Leeland C. answered • 05/18/14
Tutor
New to Wyzant
Mathematics and English expert through High School level classes
Since nothing under an even root can be negative, we know that (x^2-8x) cannot be less than 0. So we simply find the solutions for x where (x^2-8x) is 0 or greater.
0=x^2-8x
0=x(x-8)
So x can be 0 or 8 for the function to equal 0. Now we need to test x for x<0, 0<x<8 and 8<x to see where x is positive.

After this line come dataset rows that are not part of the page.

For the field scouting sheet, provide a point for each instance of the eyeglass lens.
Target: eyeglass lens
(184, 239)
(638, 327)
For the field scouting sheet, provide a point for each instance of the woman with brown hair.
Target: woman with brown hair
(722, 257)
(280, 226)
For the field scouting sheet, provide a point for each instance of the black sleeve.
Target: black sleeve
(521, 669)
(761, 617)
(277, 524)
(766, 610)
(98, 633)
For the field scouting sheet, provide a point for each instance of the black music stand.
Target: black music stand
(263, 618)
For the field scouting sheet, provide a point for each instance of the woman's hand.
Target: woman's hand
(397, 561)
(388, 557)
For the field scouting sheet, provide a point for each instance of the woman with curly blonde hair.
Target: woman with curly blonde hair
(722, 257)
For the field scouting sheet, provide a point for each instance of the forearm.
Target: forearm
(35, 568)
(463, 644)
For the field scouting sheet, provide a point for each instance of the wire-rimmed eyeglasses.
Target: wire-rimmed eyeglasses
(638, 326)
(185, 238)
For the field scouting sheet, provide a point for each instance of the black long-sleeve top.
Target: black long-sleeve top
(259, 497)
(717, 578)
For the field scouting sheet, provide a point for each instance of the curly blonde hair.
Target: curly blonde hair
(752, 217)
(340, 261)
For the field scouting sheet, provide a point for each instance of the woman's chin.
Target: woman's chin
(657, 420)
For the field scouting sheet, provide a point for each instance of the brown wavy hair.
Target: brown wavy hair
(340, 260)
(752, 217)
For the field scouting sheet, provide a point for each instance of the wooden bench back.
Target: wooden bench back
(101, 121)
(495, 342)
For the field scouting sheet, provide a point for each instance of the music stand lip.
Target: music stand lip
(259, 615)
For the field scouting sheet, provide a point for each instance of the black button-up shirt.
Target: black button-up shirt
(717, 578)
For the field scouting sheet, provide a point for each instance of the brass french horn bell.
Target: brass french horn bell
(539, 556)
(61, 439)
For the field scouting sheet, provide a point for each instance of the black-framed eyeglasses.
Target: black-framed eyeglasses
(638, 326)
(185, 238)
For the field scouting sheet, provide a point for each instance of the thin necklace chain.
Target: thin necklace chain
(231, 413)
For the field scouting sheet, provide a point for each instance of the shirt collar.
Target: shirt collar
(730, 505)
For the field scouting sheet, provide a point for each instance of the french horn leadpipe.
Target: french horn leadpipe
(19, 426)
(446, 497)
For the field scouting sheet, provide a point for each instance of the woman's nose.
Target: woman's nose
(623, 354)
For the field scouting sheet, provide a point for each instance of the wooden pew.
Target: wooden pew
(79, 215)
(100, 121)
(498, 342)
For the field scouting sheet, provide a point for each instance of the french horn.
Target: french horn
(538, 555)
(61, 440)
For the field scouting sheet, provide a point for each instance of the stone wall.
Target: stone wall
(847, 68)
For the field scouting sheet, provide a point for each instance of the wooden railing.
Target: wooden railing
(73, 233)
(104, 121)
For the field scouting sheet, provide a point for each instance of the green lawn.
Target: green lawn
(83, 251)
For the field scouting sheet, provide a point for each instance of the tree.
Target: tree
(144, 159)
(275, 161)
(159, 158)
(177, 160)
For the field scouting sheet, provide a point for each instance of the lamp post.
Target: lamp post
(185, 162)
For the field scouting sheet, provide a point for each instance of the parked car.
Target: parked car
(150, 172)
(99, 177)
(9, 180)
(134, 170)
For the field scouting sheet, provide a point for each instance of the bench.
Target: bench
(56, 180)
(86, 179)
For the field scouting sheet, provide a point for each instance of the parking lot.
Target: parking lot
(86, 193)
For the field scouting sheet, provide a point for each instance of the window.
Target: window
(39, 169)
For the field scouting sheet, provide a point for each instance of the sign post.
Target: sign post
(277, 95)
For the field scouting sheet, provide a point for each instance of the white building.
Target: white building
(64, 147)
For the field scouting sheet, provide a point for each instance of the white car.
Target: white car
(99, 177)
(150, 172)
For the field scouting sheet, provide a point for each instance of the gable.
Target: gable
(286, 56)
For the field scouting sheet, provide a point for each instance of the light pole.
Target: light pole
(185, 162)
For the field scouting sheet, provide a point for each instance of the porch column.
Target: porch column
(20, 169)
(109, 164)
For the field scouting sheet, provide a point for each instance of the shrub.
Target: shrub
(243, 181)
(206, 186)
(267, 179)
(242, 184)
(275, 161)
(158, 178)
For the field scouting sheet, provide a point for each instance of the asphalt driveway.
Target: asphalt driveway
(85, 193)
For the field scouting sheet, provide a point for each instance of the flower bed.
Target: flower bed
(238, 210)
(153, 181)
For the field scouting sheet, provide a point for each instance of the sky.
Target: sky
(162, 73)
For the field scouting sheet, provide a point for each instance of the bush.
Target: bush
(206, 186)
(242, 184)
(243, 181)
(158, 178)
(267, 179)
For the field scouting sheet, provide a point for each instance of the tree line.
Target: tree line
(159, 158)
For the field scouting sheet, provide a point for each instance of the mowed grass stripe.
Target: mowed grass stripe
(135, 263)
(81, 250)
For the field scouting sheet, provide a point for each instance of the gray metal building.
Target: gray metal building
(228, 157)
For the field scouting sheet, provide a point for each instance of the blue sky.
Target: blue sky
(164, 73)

We can use -1, 1, and 9 to test these intervals.
(-1)^2-8(-1)=1+8=9
Since 9 is positive, we know that the interval x<0 is an answer.
(1)^2-8(1)=1-8=-7
Since -7 is negative and nothing under an even root can be negative, we know that 0<x<8 is NOT part of the answer.
(9)^2-8(9)=81-72=9
Since 9 is positive, we know that the interval 8<x is part of the answer.
x<0 and 8<x are both parts of the answers, and x CAN equal either 0 or 8, so the interval notation for this looks like this:
(-∞,0] U [8,∞)
You use parentheses () when the number on that side is a limit, but the x CANNOT equal that number, or when the number is infinity because it is not a finite number. This is called being EXCLUSIVE.
You use brackets [] when the number on that side IS a possible value of x and is not infinity. This is called being INCLUSIVE.
The U means Union I believe, and means that BOTH of the intervals are possible answers at the same time.